To begin, we took all of the top fireplace glass cleaners from around the web and put them to a test. We looked at factors such as price, quality, and user feedback to determine which ones were the best for your home.

Next, we'll take a look at the top five fireplace glass cleaners of 2022. These cleaners are sure to make your fireplace look brand new!

Finally, we'll give you some instructions on how to use these cleaners properly. So if you have gas fireplaces, wood fireplaces, gas stoves, wood stoves, pellet stove or masonry heater, follow these instructions and your fireplace will be looking good as new in no time!

My Story

I heat my home exclusively with a masonry heater with glass doors on the firebox and oven. Even this efficient burner gets soot on the ceramic glass so I like to clean the glass surfaces every week or so.

Seeing the fire keeps me warmer.

There are several products out there, and I wanted to know which ones worked the best on fireplace glass doors...or woodstoves...or pellet stoves...whatever heater you choose!

I wanted a versatile cleaner (perhaps something that would double as an oven cleaner or even something for fiberglass shower doors), so I embarked on a research and testing mission...which one was the best?

Are all fireplace glass cleaners the same?

There are several different types of fireplace glass cleaners on the market, and each one has its own unique set of benefits.
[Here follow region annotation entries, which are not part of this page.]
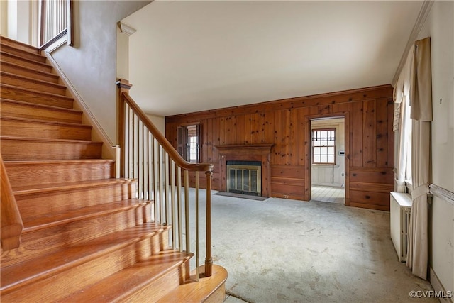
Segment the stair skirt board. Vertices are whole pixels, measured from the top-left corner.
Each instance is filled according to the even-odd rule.
[[[24,226],[1,251],[2,302],[223,302],[226,271],[189,282],[192,254],[170,248],[172,226],[133,199],[135,180],[114,177],[46,57],[0,43],[1,155]]]

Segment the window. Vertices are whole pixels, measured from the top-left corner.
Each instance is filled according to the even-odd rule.
[[[336,164],[336,128],[312,130],[312,163]]]
[[[192,163],[200,162],[200,124],[179,126],[177,130],[177,150],[181,156]]]

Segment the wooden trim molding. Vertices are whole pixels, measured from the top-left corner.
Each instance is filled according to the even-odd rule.
[[[273,143],[265,144],[231,144],[227,145],[216,145],[219,153],[223,155],[267,155],[271,153]]]
[[[231,144],[216,145],[219,150],[219,189],[227,190],[227,161],[262,162],[262,197],[270,197],[271,183],[270,155],[273,143]]]

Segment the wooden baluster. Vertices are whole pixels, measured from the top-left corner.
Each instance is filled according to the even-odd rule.
[[[183,251],[183,226],[182,225],[182,169],[178,167],[177,171],[177,209],[178,213],[178,247],[179,252]]]
[[[130,84],[128,80],[125,80],[124,79],[120,79],[116,82],[116,86],[118,88],[118,97],[117,98],[117,121],[118,126],[118,143],[120,143],[120,158],[121,159],[117,159],[117,160],[120,160],[121,163],[125,163],[125,140],[126,140],[126,123],[125,121],[126,118],[126,104],[124,97],[123,97],[123,93],[128,94],[129,89],[133,87],[133,84]],[[121,165],[120,167],[120,176],[125,176],[125,167],[124,165]]]
[[[186,223],[186,253],[191,252],[189,231],[189,172],[184,170],[184,221]]]
[[[206,175],[206,257],[205,258],[205,277],[211,276],[213,257],[211,256],[211,170]]]
[[[200,277],[199,268],[199,172],[196,172],[196,280]]]
[[[21,234],[23,229],[22,217],[9,183],[6,169],[0,155],[1,162],[1,248],[9,250],[21,245]]]

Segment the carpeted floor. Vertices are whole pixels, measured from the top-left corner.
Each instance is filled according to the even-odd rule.
[[[389,212],[218,195],[212,209],[214,260],[228,270],[233,297],[258,303],[438,302],[410,297],[431,287],[398,262]]]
Some cleaners are designed to remove soot and ash from the glass, while others are meant to brighten and polish the glass. It's important to choose a cleaner that is suited for your specific needs.

For example, if you are looking for a cleaner that can remove soot and ash from the glass, then you should choose a product that is specifically designed for this purpose. On the other hand, if you are just looking to give your fireplace a quick clean-up before guests arrive, then a product that is designed to brighten and polish the glass would be a better option.

Soot is a black or brown powder that is produced when fuel burns. It's relatively easy to remove with basic glass cleaners. Creosote is a sticky, black substance that forms on the inside of chimneys and fireplace flues. Creosote is highly flammable and can cause chimney fires.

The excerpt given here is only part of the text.